L’harpagophytum a lui aussi fait l’objet de plusieurs essais, avec des méthodologies très variables qui font qu’il n’entre pas (comme le reste des compléments de phytothérapie) dans les recommandations de la SFR. « Quelques études cliniques ont quand même démontré une certaine amélioration de la qualité de vie et du périmètre de marche », développe Olivier Grovel, professeur de pharmacognosie à l’université de Nantes (Loire-Atlantique). Cette plante est déconseillée aux personnes qui souffrent de maladies cardiovasculaires, de reflux gastro-œsophagien, d’ulcère de l’estomac ou du duodénum, ainsi qu’à celles présentant des calculs biliaires.

Dans la même famille des plantes à activité anti-inflammatoire, le spécialiste des produits pharmacologiques naturels cite les feuilles de cassis, l’écorce de saule ou encore la partie aérienne de la reine-des-prés. Les études ici se limitent à des observations in vitro. « Les feuilles de cassis semblent agir sur les chondrocytes et aideraient à diminuer la dégradation du cartilage, quand le saule et la reine-des-prés possèdent des propriétés antalgiques. » Vertus liées à la présence de salicine, transformée dans l’organisme en acide salicylique. C’est pourquoi ces deux dernières plantes présentent les mêmes contre-indications que l’aspirine. Le cassis, quant à lui, exige des précautions d’emploi chez les patients souffrant d’insuffisance cardiaque ou rénale.

Contre les douleurs aiguës, les applications locales

Crèmes et emplâtres anti-inflammatoires occupent une place de choix dans le soulagement des patients arthrosiques, avec un rapport bénéfice-risque en leur faveur en comparaison avec les mêmes médicaments par voie orale. La seule condition pour profiter pleinement de leur efficacité, comme le conseille Jérémie Sellam : une application matin et soir pendant plusieurs jours sur la zone douloureuse.

Enfin, « la simple action de masser une articulation aide à réduire temporairement les douleurs liées à l’inflammation, au même titre que l’application de froid », conclut le rhumatologue. Associer ce massage à des crèmes et produits conçus pour traiter les douleurs articulaires constitue une bonne option pour les patients.

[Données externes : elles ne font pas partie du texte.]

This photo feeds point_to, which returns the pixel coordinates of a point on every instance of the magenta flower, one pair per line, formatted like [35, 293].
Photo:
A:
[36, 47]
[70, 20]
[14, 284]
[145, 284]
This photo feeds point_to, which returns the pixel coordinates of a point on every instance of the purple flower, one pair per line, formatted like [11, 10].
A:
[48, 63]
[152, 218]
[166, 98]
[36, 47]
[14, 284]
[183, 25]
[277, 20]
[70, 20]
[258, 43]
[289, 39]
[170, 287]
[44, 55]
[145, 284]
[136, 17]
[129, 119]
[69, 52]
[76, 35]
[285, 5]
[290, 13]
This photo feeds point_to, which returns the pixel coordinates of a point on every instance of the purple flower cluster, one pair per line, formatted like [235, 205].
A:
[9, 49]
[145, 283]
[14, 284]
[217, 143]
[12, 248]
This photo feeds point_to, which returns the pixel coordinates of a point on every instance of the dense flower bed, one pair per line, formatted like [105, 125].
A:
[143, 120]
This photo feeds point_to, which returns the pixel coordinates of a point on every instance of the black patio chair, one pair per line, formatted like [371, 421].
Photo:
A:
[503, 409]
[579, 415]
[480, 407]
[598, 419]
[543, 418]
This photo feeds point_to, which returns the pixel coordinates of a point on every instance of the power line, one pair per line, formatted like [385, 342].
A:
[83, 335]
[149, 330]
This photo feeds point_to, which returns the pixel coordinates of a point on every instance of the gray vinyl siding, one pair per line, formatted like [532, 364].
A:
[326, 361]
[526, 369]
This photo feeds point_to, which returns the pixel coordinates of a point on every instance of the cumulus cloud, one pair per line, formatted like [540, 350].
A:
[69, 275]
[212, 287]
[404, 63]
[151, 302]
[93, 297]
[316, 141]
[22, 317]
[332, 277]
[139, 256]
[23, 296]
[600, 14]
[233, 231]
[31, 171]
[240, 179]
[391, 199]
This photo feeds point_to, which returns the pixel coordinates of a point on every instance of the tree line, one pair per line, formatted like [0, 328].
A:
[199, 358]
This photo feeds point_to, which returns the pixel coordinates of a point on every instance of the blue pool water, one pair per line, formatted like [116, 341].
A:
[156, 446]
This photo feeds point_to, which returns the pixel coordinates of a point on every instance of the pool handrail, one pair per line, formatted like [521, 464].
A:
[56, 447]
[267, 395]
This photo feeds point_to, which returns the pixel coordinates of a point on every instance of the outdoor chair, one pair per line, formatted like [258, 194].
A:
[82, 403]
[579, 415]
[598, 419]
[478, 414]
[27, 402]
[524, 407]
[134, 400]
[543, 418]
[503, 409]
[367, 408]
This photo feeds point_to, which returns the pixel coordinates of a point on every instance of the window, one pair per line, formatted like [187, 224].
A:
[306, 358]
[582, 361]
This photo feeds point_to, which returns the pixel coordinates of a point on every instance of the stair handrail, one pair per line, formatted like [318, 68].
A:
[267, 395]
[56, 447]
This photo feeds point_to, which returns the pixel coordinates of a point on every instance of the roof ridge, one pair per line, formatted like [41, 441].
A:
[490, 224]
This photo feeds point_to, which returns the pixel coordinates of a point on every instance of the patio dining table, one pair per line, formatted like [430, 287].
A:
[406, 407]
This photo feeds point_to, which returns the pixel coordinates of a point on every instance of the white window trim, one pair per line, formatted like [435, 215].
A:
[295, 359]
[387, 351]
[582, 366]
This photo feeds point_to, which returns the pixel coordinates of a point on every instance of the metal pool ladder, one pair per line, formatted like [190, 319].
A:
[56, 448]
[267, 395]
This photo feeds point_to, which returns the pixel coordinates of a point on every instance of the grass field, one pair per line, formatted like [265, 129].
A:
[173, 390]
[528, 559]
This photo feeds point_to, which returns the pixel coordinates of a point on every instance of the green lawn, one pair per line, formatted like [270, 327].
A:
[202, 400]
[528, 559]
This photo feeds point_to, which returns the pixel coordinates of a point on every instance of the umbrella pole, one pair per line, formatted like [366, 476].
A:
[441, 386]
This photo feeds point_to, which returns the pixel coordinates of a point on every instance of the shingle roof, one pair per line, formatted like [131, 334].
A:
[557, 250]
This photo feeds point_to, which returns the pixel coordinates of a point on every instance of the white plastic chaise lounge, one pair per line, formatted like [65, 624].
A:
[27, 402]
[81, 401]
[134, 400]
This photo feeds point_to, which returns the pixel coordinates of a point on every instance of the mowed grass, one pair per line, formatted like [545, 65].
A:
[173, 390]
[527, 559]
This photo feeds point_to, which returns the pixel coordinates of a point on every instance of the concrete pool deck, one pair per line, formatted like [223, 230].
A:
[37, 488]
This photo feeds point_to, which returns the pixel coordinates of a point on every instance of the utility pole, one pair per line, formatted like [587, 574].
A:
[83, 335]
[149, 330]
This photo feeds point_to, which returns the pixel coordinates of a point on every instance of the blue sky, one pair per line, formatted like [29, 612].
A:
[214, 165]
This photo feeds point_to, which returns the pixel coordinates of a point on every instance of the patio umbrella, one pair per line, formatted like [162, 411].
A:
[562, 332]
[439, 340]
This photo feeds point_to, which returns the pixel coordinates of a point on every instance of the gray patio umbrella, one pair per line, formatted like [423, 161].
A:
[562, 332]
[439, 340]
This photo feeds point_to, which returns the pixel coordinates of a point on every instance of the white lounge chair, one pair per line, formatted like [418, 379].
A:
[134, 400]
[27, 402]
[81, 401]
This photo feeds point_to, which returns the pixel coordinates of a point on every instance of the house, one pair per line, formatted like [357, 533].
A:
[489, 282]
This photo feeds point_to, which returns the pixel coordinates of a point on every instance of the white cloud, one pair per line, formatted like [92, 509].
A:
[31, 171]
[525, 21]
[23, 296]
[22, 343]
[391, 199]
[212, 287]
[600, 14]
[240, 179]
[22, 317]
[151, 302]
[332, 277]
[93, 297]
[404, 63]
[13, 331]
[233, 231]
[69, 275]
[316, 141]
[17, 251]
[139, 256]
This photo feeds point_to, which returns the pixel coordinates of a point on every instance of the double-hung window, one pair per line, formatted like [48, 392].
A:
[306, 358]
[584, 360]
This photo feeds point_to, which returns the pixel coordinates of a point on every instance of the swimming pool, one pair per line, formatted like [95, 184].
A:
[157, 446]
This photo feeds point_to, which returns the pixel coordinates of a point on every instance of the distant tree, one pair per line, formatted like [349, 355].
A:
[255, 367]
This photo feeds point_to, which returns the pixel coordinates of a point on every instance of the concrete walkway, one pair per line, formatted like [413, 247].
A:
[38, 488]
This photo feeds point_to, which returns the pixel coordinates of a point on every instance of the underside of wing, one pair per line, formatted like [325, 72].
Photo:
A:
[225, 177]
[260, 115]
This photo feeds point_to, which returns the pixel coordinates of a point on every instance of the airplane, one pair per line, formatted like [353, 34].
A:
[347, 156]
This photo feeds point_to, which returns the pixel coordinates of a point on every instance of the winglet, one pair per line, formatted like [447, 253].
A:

1 Welma Stonehouse, Bianca Benassi-Evans, Jana Bednarz et coll. Krill oil improved osteoarthritic knee pain in adults with mild to moderate knee osteoarthritis : a 6-month multicenter, randomized, double-blind, placebo-controlled trial, The American Journal of Clinical Nutrition, 2022;116(3):672-685.

2 Mathieu S., Soubrier M., Peirs C. et coll. A meta-analysis of the impact of nutritional supplementation on osteoarthritis symptoms, Nutrients, 2022;14(8):1607.